What I’m hearing from mythicists lately sounds like an ironically inverted altar call: only doubt, and the truth become clear. The problem is that I have doubted and continue to doubt. And it is skeptical, critical investigation of the evidence that persuades me that Jesus almost certainly existed, just as it has led me to accept that there are plenty of things in the New Testament Gospels that Jesus is alleged to have said and done which he almost certainly didn’t do. The failure of mythicists to acknowledge that it is possible to genuinely question Jesus’ existence and be persuaded by the evidence that he existed presumably explains why they have felt no need to offer a coherent, plausible account of Christian origins from a mythicist perspective.

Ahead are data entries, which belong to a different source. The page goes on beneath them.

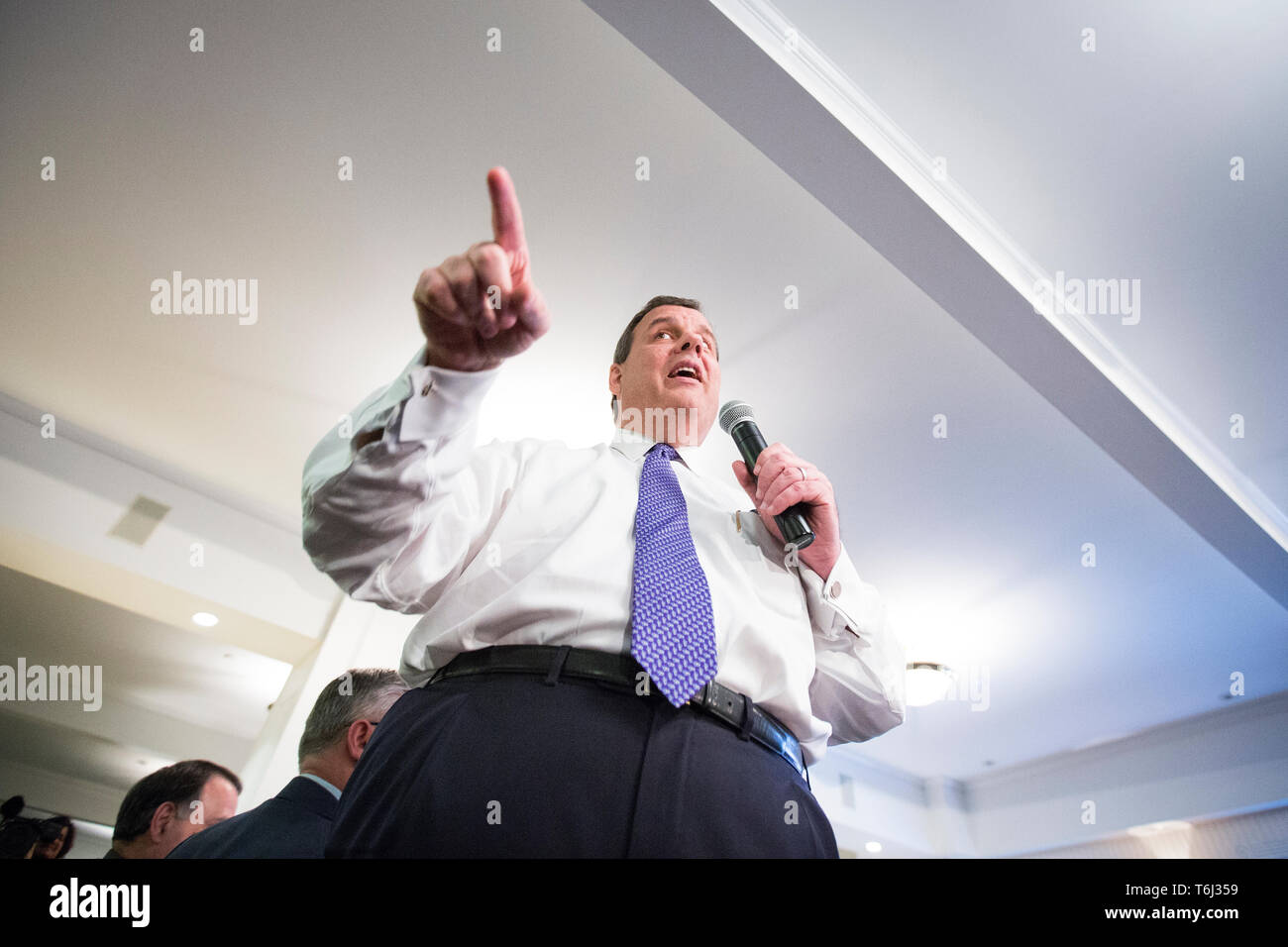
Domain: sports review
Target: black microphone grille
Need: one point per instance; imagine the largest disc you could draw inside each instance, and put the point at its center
(733, 412)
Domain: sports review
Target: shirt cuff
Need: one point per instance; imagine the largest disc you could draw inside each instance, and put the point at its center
(842, 596)
(441, 401)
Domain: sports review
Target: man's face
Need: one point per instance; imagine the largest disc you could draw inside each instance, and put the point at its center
(666, 341)
(218, 802)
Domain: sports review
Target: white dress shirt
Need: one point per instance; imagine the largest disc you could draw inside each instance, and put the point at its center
(532, 543)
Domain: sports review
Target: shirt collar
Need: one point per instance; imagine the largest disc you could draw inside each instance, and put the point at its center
(632, 446)
(323, 784)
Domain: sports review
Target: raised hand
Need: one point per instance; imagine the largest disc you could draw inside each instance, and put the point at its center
(481, 307)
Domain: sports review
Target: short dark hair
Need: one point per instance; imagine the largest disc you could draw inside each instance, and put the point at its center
(623, 344)
(179, 784)
(353, 696)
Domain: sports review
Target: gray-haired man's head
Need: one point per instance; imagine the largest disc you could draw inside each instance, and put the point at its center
(344, 719)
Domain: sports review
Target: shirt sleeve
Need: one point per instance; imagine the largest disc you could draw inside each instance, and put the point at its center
(858, 684)
(397, 497)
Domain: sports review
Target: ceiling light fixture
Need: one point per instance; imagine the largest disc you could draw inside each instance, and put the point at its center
(927, 682)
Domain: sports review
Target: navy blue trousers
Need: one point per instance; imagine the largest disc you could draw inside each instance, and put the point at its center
(506, 766)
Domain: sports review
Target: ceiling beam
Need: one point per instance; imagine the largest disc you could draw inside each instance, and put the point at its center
(715, 60)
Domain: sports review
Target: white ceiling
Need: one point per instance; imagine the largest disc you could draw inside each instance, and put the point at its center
(223, 163)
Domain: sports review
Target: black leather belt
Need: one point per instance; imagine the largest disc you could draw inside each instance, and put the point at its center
(729, 706)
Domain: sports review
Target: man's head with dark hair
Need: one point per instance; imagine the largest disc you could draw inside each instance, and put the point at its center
(166, 806)
(344, 719)
(648, 377)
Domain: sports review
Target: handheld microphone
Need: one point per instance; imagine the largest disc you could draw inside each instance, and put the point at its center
(737, 420)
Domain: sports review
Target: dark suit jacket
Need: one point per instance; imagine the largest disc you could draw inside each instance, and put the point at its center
(294, 823)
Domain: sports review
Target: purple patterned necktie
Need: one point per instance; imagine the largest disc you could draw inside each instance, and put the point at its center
(673, 631)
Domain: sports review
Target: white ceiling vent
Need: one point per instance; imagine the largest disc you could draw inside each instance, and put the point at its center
(140, 521)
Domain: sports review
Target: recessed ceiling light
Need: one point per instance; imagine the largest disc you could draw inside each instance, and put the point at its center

Like fideists in Christianity, the mythicist standpoint seems to say “Simply doubt, and you will know the truth.” Well, I have doubted, and doubt has not led me to mythicism, but to the conclusion that it is more likely that Jesus existed than that he didn’t.
And for the record, I have read things by Richard Price, and by Earl Doherty. But I’ve also read things by Richard Carrier, and particularly appreciated his podcast (apparently no longer available online) which challenged some common arguments used by mythicists. Since mythicists have published little or nothing in mainstream scholarly venues, it is hardly fair to criticize me for not engaging the best mythicist arguments, or complaining that the views I’m arguing against aren’t representative. When I’ve addressed a mythicist view or claim, it is usually because someone has made an assertion on my blog.

What Richard Carrier offered is what some creationists have offered. Mythicists have begun to police their own ranks and point out that mythicists themselves are guilty of using arguments that are problematic and thus unpersuasive. This is a good first step towards intelligent dialogue. Until well-informed mythicists begin to address the constant repetition of half-truths, falsehoods, mistakes and irrelevancies that typify many mythicist web sites, blogs, and commenters, it will be hard for anyone to take seriously the claim that they represent a phenomenon radically different than young-earth creationism. The only difference that seems clear at this stage is that one calls for a leap of faith, the other for a leap of doubt. But mainstream science, history, and scholarship in general is not about leaps but about careful step-by-step examination.